Followup from RogerDoubleTap...
Actaully dakar rally is open to amateurs.
Racing on open desert seems safer than rallying on icy tundra or little
greek islands.
Don't have a 4x4? You can rent one:
http://www.dakar-rally.com/wrental/wrental.htm
moahahahah...
This photo of the 76 Truckstop outside Corsica, along Interstate 80, will put in perspective the scale of one meter resolution aerial data. Imagine the possibilities when 31die gets one centimeter color data...
These are some close-ups of the 1m resolution aerial photography available in PreCog. Shown are the Pennzoil oil product tanks and the abandoned coal tipple. That the coal tipple is still standing in this shot should indicate some limit on how recent this photo can be. Sometime in the last many years it was torn away and the ponds filled in. In general, we have no idea when these photos were taken. It would be nice to be able to tell.
Here is a zoom-in of the neighborhood where my grandparents lived and where I spent many joyous vacations.
So 31die came to Singapore for ten days of leisure and chitchat. Just before he left he installed his latest genius, PreCog, onto my new Unimog Monster Computer.
As a bug-free beta, this is an incredible program. It is a lean, tidy tool that allows you to pan and zoom through literally gigabytes of 1m aerial photography data as quickly, cleanly, and briskly as you would PgDn through a 15k text file in emacs.
A little gnome program hides in the background sucking raw data from the Terraserver mapping database and ripping it into a useful format. PreCog, featuring advanced graphical programming techniques, renders this onscreen. It's so efficient that you'll have no comprehension of how much data is actually being manipulated behind the scenes.

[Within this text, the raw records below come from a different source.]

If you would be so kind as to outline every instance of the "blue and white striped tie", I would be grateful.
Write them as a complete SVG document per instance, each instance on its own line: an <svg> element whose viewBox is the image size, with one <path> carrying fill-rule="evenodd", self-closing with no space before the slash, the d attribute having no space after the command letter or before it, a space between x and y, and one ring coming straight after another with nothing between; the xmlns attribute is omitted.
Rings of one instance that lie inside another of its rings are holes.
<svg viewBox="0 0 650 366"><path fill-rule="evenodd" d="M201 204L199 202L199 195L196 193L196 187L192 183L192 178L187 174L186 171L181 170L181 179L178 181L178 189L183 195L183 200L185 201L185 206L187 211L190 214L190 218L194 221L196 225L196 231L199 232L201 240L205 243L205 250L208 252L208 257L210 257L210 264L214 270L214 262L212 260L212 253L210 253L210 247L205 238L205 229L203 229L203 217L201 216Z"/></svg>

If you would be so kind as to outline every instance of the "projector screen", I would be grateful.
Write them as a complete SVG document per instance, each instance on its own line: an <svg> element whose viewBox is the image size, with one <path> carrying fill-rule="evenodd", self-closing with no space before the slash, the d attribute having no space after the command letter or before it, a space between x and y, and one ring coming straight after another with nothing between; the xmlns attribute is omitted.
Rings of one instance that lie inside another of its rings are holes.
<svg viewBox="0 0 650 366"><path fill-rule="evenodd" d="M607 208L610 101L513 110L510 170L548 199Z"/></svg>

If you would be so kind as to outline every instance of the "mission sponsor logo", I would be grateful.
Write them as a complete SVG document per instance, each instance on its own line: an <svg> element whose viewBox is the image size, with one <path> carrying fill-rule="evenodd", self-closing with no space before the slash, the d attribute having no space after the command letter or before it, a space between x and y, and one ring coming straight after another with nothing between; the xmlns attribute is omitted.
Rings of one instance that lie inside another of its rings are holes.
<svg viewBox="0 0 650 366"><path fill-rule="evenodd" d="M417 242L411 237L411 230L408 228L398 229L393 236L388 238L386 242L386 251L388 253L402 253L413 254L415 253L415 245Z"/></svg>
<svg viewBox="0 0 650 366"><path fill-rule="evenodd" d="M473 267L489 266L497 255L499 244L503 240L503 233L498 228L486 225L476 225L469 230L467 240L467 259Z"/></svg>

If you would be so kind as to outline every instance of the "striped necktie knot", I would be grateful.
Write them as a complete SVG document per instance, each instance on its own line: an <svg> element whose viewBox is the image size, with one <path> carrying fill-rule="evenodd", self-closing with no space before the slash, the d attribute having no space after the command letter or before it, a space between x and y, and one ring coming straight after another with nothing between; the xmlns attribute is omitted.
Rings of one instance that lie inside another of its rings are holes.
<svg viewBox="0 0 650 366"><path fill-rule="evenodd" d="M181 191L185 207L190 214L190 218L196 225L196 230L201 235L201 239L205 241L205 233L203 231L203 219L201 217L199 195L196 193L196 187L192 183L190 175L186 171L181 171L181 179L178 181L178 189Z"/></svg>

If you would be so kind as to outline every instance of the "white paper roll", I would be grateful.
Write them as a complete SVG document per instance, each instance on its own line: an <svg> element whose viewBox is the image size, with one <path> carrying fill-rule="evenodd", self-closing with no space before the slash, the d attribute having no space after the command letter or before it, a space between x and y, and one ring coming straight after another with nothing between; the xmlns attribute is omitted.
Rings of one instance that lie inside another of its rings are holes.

Here are some closer-in samples of my old hometown, Corsica PA. Keep in mind that the original image PreCog is dealing with covers the greater part of Pennsyvania...
This software has extraordinary visualization applications for several of our hobbies, including geocaching, four-wheel offroading, and infilitration. Be confident that 31die is feverishly working on more enhancements, including colorization, 1cm resolution, and artificial horizon generation.